Linking the educational world with business

Universities struggle with diversity just as much as the corporate world, admitted Dr. Freeman A. Hrabowski, president of The University of Maryland, Baltimore County, speaking Tuesday at the 2011 SHRM Diversity and Inclusion Conference in Washington, D.C. However, the two universes have a common link — education — and that link can help both worlds overcome diversity obstacles.

"As you work with CEOs and mangers, part of what you do is education," Hrabowski said.

He tied racial and educational disparities into the workplace and said the only way to strengthen the workforce is to work on those aspects to create skilled workers.

"You as people who are hiring have to understand the skills challenge," Hrabowski said, though this does not necessarily mean that hiring managers should not get the most skilled people for a job. It does mean creating a culture of inclusion so that all people from differing backgrounds can come together.

"The question is: How do you get people in positions of power to want change?’" he said. "Either we learn how to treat people or they move in other directions."

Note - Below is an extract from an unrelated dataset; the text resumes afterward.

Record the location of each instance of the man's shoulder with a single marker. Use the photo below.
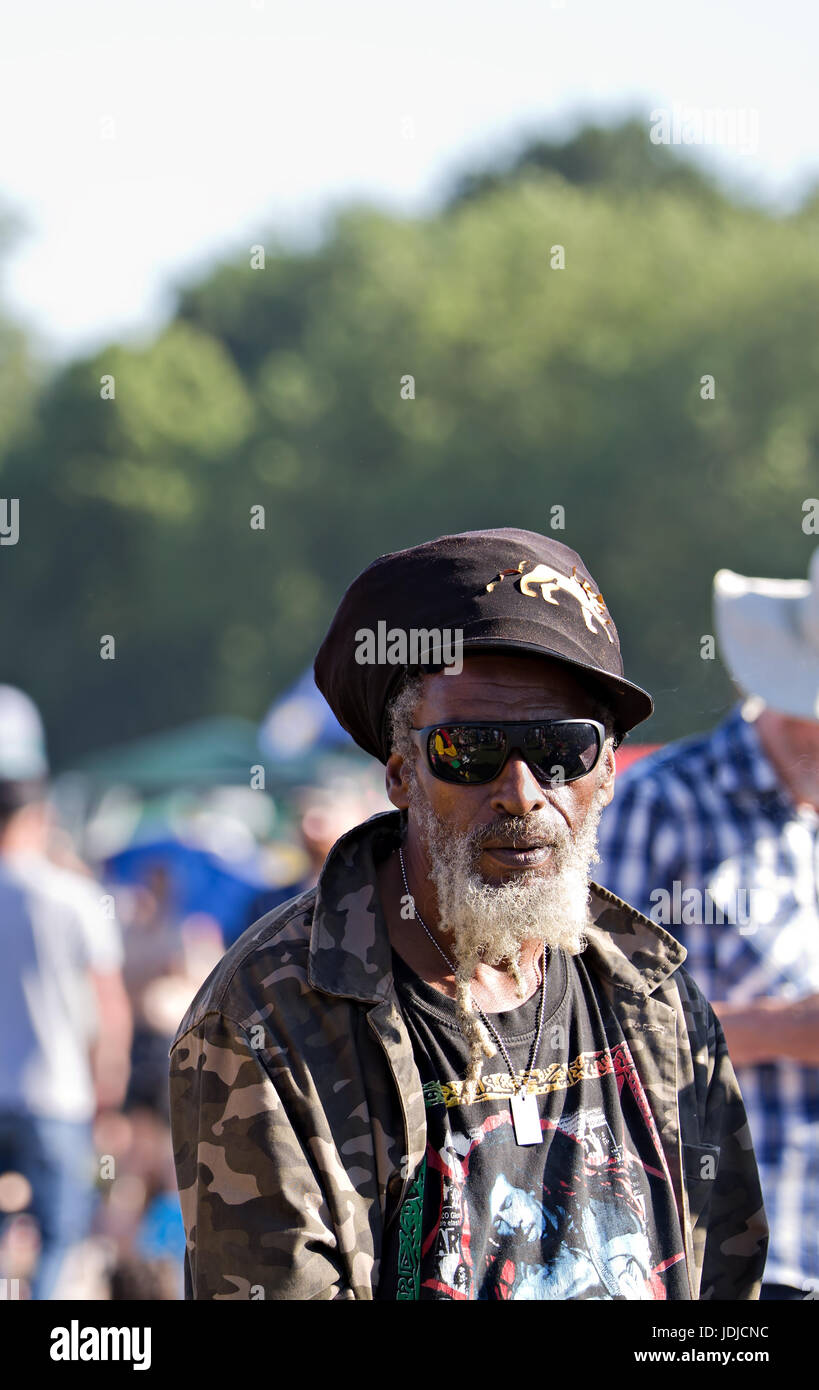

Among the challenges to diverse workforce development: 17% of African Americans today have college degrees and with that, the understanding within the workforce that people will come from all sorts of backgrounds.

"Whether it’s about customers and employees, you focus on identity, whether it is about a GBLT person, women, Hispanics, blacks or Native Americans, every person has some identity and every person wants to feel respected as a person," he said. With that, he says it's important not to assume anything about anyone's background. "We tend to lump people into categories, but we don't really know them."

Hrabowski spoke on the importance of diversity to the nation's future of innovation, institutional culture change and a global mindset that embraces diversity, which includes getting to know people at an individual level.

"If you want to know another human being, know the person’s story and you'll have a greater sense of the person. The challenge is to build a sense of trust so they'll tell you what it is." He says this is the key trait to working in human resources, which he's adopted at his university, where in 2009 he was voted by Time magazine as one of America's 10 Best College Presidents.